Hopefully, this throws a wrench in old Dumbles plan.

Once done, I donned my charismatic clothes and headed towards the classroom. By nine all the 15 third years who have taken the subject was in. I was about to touch the doorknob when I felt unsavory magic in them. It seems like something that changes the color of my dress to green. I just waved my wand on top of it and broke the curse. Then the previous entry was repeated. Billowing clothes, and thumping boots.

The class looked at me with curious eyes. All except the twins Fred and George were wearing green uniforms. The twins were wondering why my attire did not change.

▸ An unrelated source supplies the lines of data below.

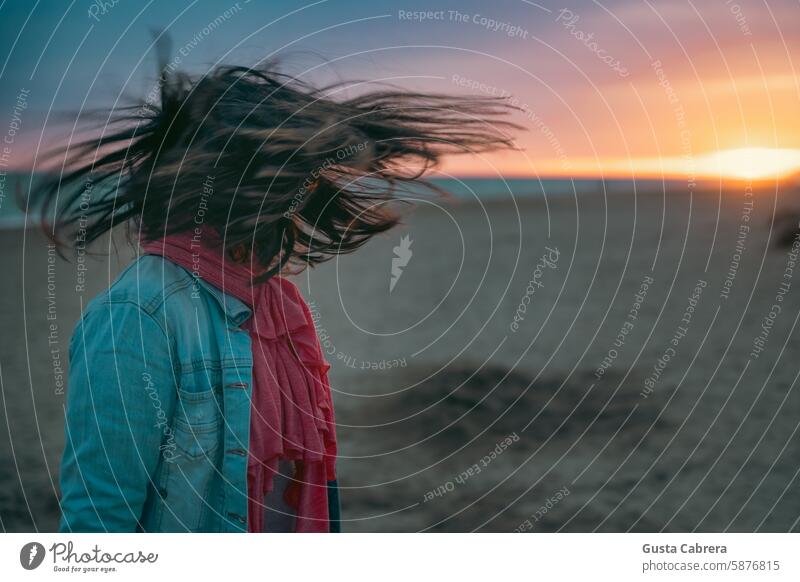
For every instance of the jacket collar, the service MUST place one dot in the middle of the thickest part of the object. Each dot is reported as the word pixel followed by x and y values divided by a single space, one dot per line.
pixel 235 309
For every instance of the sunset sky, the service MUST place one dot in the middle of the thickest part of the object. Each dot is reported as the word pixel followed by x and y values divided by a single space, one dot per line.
pixel 618 88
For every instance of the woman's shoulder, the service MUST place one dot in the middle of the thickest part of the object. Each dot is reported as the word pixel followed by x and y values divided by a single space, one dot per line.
pixel 147 283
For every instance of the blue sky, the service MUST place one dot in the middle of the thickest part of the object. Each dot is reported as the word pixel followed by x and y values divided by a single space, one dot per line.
pixel 729 62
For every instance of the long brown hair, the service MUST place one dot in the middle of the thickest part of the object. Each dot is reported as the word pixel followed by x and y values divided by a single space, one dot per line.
pixel 295 174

I placed my books on the pedestal and looked at them. "It seems like the ones in proper clothing are the ones who played this prank, I assume"

"10 points each from Gryffindor for placing a prank curse on the classroom door" with that said I waved my wand finiteing all the other curses on the poor kids.

"Sir you can't prove that it's us" Fred said.

"And why is that Mr. Weasly?" I asked.

"Because when we placed it no one saw" George replied.

Fred just smacked the head of his brother who gave them up even before the conversation began.

"Settle down Mr. Weaslys." I waved my hand as the door closed with a thud. "Magic always leaves an imprint whether you want it or not. For a powerful wizard, it is just elementary on who placed the curse. But we are not here today to learn curse-breaking are we. Now I don't know what level of knowledge you guys have on muggles so I am going to give a test. Nothing too strenuous. Just some common knowledge amongst muggles. Common sense can solve almost all answers in this paper. Most of you may have joined this elective with the opinion of an easy subject. But I assure you it is not." I waved my wand as the papers floated slowly and separating one by one from the pile and landing in front of the students. Some looked at me critically while others focused on their paper.